Housebreaking the puppies

Philip Stark, a professor of statistics and the department chair here at Berkeley, puts it a slightly different way: “It’s hard to teach old dogs new tricks, so let’s work with the puppies. What are new tricks for my generation are basic housebreaking for this generation.” Stark, along with Aaron Culich of the recently-launched Berkeley Research Computing program (BRC), tested the waters of data science pedagogy with their 2013 fall semester course, Reproducible & Collaborative Data Science (STAT 157). “The idea,” according to Stark, “was to have a project-oriented statistics class that was geared towards solving a real-world scientific problem.”

But the first rule of data science, as Azam wrote, is that you don’t ask how to define it. The very ethos of data science runs counter to the way most stressed-out undergraduates study. In most classes, the point is to race to the top of the curve, so most students appreciate clearly defined goals in the form of syllabi, deadlines, review sheets and rubrics. Anyone who has taught a course at Berkeley will tell you they’re all too familiar with the “Will this be on the final?” mentality—Stark included. In fact, an attempt to visit will redirect you to Stark’s homepage. “The way that our educational system is set up right now really does focus on the individual, the individual’s performance, the individual’s ability to either synthesize or regurgitate or master some corpus of material,” Stark says. Data science, however, requires a more collaborative approach.

Collaboration and reproducibility are inextricably linked. “The first step to making science reproducible is to build good habits,” Culich explains. “Your most important collaborator is your future self. It’s important to make a workflow that you can use time and time again, and even pass on to others in such a way that you don’t have to be there to walk them through it.” So how did they teach the skills required for collaboration?

Lofty goals, and no road map

In class, students’ goal was to use data provided by the Southern California Earthquake Center to create a better way of predicting earthquakes. This goal had no clear road map that could be broken down into simple steps and thrown onto a syllabus. Students knew that sufficient progress could lead to a publication, the holy grail of scientific research, but it wasn’t clear how to get there. “It was a little bit hectic in the beginning,” says Christina Ho, a student in the class. “I think a lot of us weren’t really sure what we were supposed to be doing.”

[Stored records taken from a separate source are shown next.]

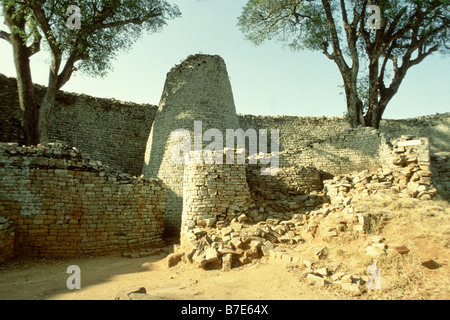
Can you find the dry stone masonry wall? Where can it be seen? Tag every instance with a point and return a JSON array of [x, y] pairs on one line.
[[214, 194], [57, 201], [60, 203], [108, 130], [198, 89]]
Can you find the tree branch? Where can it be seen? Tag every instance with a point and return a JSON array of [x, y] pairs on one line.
[[5, 36]]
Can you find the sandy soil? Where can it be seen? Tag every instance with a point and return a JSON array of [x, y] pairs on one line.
[[103, 277], [423, 227]]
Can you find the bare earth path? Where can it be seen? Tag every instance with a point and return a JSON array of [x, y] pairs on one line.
[[103, 277]]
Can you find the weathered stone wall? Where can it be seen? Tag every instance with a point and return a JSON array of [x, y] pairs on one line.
[[108, 130], [440, 167], [198, 89], [63, 204], [214, 194], [298, 132], [351, 150], [7, 234]]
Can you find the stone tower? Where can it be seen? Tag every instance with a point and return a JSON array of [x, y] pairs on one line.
[[198, 89]]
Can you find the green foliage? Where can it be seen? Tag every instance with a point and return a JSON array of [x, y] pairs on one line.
[[107, 27], [300, 24]]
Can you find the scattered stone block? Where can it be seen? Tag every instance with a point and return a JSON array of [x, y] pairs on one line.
[[227, 261], [315, 280], [174, 258]]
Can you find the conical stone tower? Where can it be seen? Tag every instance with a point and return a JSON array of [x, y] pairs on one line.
[[198, 89]]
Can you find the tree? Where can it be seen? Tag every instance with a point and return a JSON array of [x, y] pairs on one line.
[[106, 27], [409, 31]]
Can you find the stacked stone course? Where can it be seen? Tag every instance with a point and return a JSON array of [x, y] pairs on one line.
[[64, 205], [107, 130], [198, 89]]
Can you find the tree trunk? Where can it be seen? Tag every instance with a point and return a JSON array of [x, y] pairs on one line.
[[354, 103], [25, 87], [373, 114], [27, 98], [49, 99]]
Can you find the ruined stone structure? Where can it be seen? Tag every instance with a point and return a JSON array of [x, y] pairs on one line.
[[55, 202], [82, 196], [196, 90]]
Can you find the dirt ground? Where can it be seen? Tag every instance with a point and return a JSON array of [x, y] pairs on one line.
[[103, 277], [422, 227]]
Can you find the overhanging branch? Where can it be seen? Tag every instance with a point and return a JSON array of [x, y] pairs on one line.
[[5, 36]]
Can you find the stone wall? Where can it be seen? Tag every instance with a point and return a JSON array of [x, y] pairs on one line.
[[351, 150], [62, 204], [7, 235], [108, 130], [440, 167], [298, 132], [198, 89], [214, 194]]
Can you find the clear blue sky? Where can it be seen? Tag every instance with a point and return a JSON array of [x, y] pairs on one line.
[[266, 80]]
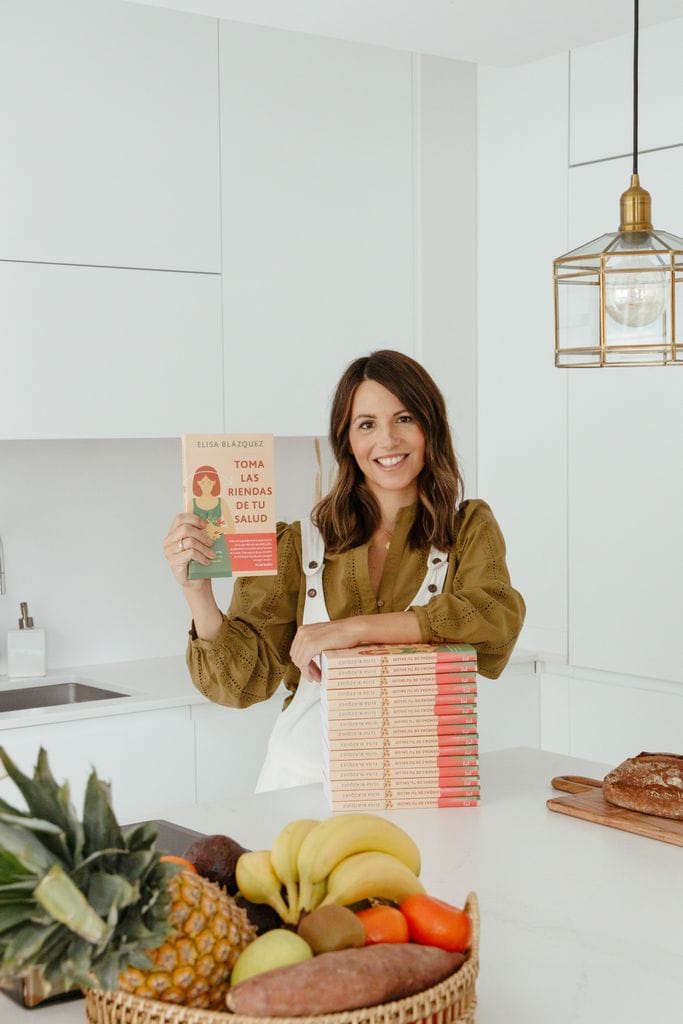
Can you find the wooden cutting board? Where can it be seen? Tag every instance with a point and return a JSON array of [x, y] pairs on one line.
[[586, 801]]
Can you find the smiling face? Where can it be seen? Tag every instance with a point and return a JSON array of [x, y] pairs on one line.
[[386, 441]]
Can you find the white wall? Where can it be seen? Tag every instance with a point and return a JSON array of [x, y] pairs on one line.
[[584, 467], [326, 187], [82, 524]]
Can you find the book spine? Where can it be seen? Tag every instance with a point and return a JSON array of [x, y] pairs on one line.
[[467, 785], [415, 727], [379, 769], [378, 758], [457, 745], [398, 693], [411, 654], [387, 714], [373, 804], [386, 672]]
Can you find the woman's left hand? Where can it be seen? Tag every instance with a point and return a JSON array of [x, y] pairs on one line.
[[315, 637]]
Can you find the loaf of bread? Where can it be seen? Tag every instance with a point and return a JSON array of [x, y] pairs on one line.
[[649, 782]]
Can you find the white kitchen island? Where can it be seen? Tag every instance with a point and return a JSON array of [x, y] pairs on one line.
[[581, 924]]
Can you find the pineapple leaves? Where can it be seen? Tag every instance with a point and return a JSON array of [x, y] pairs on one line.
[[25, 946], [25, 847], [46, 812], [67, 904], [35, 824], [12, 869], [111, 892], [100, 827]]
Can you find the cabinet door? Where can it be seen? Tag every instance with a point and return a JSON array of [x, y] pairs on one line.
[[317, 218], [93, 352], [148, 758], [109, 120], [230, 747]]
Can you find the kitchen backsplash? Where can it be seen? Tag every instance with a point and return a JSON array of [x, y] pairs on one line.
[[82, 524]]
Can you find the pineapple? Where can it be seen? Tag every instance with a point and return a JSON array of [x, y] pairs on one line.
[[94, 905]]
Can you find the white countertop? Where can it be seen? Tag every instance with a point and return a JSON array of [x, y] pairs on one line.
[[146, 684], [581, 924]]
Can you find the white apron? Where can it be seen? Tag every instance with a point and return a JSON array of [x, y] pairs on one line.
[[295, 749]]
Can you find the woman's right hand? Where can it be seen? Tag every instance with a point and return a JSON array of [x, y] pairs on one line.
[[187, 540]]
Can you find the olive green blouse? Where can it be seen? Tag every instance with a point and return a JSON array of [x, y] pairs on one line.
[[249, 657]]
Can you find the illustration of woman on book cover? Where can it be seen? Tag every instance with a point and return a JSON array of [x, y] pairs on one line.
[[208, 504]]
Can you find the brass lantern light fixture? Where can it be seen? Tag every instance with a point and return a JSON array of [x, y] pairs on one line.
[[616, 296]]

Culich would concur: “Because our goals weren’t laid out for us step-by-step, one of the first things we had to do was define them, and so we had to just jump right in and talk.” Starting with the basics: what are the units? What was recorded? How was it measured? What do we mean when we say “magnitude?” Then, students were faced with decisions: how to transform, clean, and normalize the data into something meaningful and usable. Finally, they thought about how to turn data into evidence by applying the information they had towards solving a problem. And every step of the way, they had to work reproducibly. “We were willing to go super slowly and make slow progress in our science just to make sure that our work was easy for someone else to pick up,” says Teresa Tenfelder, a student.

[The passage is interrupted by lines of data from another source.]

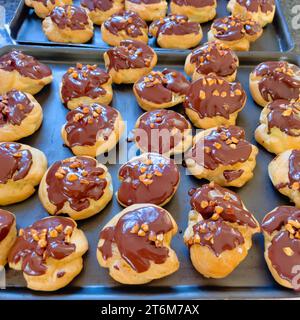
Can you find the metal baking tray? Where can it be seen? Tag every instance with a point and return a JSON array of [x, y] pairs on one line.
[[251, 279], [26, 28]]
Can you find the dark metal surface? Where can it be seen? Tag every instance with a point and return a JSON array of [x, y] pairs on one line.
[[26, 28], [250, 280]]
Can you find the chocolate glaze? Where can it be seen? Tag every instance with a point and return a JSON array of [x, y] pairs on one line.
[[254, 5], [32, 255], [234, 28], [276, 221], [86, 124], [6, 221], [278, 80], [14, 107], [216, 58], [75, 180], [175, 25], [69, 16], [212, 96], [83, 81], [127, 21], [137, 251], [131, 54], [154, 132], [289, 124], [159, 86], [26, 65], [14, 163], [149, 178]]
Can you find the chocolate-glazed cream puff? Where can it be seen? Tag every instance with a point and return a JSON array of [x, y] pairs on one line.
[[196, 10], [237, 33], [176, 32], [212, 57], [274, 80], [211, 101], [148, 178], [70, 24], [92, 130], [23, 72], [279, 128], [222, 155], [284, 172], [78, 186], [161, 89], [220, 230], [20, 115], [163, 131], [281, 228], [129, 61], [49, 253], [123, 26], [135, 245], [148, 10], [101, 10], [262, 11], [85, 84]]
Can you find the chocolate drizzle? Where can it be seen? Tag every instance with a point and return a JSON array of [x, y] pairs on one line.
[[14, 107], [87, 124], [216, 58], [26, 65], [130, 54], [234, 28], [127, 21], [75, 180], [46, 238], [83, 81], [138, 251], [69, 16], [212, 96], [149, 178], [6, 221], [280, 80], [159, 86], [155, 131], [14, 162]]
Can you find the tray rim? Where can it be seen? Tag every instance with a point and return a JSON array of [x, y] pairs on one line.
[[19, 14]]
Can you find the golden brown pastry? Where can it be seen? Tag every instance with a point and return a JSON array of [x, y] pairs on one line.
[[273, 80], [220, 229], [148, 10], [222, 155], [237, 33], [212, 57], [262, 11], [22, 72], [176, 32], [101, 10], [279, 128], [281, 228], [129, 61], [196, 10], [49, 253], [85, 84], [92, 130], [212, 101], [123, 26], [20, 115], [161, 89], [79, 186], [21, 170], [69, 24], [135, 245], [284, 172]]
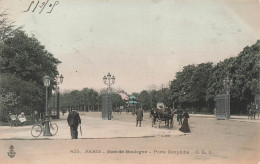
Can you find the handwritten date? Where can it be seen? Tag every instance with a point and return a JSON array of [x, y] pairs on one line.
[[41, 6]]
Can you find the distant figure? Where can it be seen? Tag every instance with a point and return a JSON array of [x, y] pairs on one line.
[[63, 111], [185, 125], [74, 121], [139, 116], [179, 115], [21, 118], [35, 116]]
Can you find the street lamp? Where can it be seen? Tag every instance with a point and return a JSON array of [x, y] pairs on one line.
[[227, 84], [59, 81], [46, 82], [109, 81]]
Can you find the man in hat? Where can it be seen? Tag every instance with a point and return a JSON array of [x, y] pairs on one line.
[[179, 115], [139, 116], [74, 121], [21, 118]]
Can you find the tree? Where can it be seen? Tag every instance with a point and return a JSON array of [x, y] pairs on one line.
[[24, 62]]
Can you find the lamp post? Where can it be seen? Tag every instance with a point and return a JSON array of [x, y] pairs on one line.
[[59, 81], [109, 81], [46, 81], [227, 84]]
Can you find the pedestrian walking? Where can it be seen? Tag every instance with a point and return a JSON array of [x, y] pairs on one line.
[[74, 121], [21, 118], [139, 116], [185, 125], [179, 115]]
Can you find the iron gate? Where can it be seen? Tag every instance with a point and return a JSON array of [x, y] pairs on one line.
[[222, 107]]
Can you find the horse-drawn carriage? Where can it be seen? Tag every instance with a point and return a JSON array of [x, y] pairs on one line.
[[162, 113]]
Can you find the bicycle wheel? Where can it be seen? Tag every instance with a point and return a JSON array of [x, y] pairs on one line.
[[36, 130], [53, 128]]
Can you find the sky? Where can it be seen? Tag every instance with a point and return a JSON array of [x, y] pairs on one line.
[[142, 43]]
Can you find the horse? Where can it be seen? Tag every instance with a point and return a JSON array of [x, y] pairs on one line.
[[159, 116], [118, 110]]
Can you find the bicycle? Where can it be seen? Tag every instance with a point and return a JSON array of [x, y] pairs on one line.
[[38, 128]]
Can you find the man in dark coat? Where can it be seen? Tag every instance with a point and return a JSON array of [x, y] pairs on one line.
[[74, 121], [179, 115], [139, 116]]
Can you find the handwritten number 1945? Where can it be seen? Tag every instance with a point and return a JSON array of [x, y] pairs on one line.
[[42, 6]]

Working reproducibly: the wave of the future

Reproducible computational research is a concept that can be traced back to John Claerbout, an emeritus professor of geophysics at Stanford. By insisting that his grad students work reproducibly, he enabled new students to become productive in 1-2 weeks instead of the common 1-2 years: they could build on the work of the previous cohort almost immediately. Before the emphasis on reproducibility, incoming students spent far more time and effort figuring out where their predecessor had left off. This timesuck, Claerbout thought, could be reduced if people developed good habits in the way they coded—producing code that was well-documented, could run on any platform, whose function and outputs were clear given a well-defined set of inputs, and that could be modified and extended easily. In short, code should be geared towards making results reproducible.

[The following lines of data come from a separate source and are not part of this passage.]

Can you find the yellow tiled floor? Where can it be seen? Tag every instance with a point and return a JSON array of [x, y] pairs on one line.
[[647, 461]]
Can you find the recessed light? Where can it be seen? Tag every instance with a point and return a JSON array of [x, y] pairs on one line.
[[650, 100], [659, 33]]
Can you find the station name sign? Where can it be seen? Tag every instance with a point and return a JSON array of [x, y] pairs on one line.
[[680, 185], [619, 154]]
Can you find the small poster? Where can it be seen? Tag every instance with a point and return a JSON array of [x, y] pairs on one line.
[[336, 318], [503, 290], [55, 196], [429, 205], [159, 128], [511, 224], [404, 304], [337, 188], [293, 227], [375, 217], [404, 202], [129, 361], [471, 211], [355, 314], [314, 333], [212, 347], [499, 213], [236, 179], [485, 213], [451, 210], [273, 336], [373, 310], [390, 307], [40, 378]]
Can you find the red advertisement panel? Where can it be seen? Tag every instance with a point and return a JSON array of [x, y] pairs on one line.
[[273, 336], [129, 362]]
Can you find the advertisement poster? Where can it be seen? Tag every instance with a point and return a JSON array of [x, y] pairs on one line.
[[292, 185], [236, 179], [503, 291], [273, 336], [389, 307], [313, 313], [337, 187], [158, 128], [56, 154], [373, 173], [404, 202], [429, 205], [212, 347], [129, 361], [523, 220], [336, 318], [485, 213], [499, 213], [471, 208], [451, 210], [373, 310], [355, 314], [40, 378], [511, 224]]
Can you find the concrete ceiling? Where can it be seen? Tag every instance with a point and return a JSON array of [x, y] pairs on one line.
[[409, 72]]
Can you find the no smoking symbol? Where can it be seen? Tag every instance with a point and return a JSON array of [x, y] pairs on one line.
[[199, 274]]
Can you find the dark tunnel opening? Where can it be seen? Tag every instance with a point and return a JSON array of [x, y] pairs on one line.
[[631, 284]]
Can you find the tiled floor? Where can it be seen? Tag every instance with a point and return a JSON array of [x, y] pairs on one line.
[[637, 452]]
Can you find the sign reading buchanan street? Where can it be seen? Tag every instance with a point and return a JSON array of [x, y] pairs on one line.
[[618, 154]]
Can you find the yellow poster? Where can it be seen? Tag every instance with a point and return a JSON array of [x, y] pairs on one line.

Reproducibility lies at the heart of the twin zeitgeists of data science and open access, currently revolutionizing the way science is done. “It’s not just what you know anymore, it’s how you work,” as Stark puts it. “We have largely abandoned the scientific method, especially in ‘big science.’ We’ve traded ‘show me’ for ‘trust me.’ The whole point of science is that you shouldn’t have to trust the experts. Some people are afraid of working reproducibly—exposing their work—because others might find a mistake. But here’s a different way to think about it: If I say ‘trust me’ and I’m wrong, I’m untrustworthy. If I say ‘here’s my work’ and it’s wrong, I’m honest and human.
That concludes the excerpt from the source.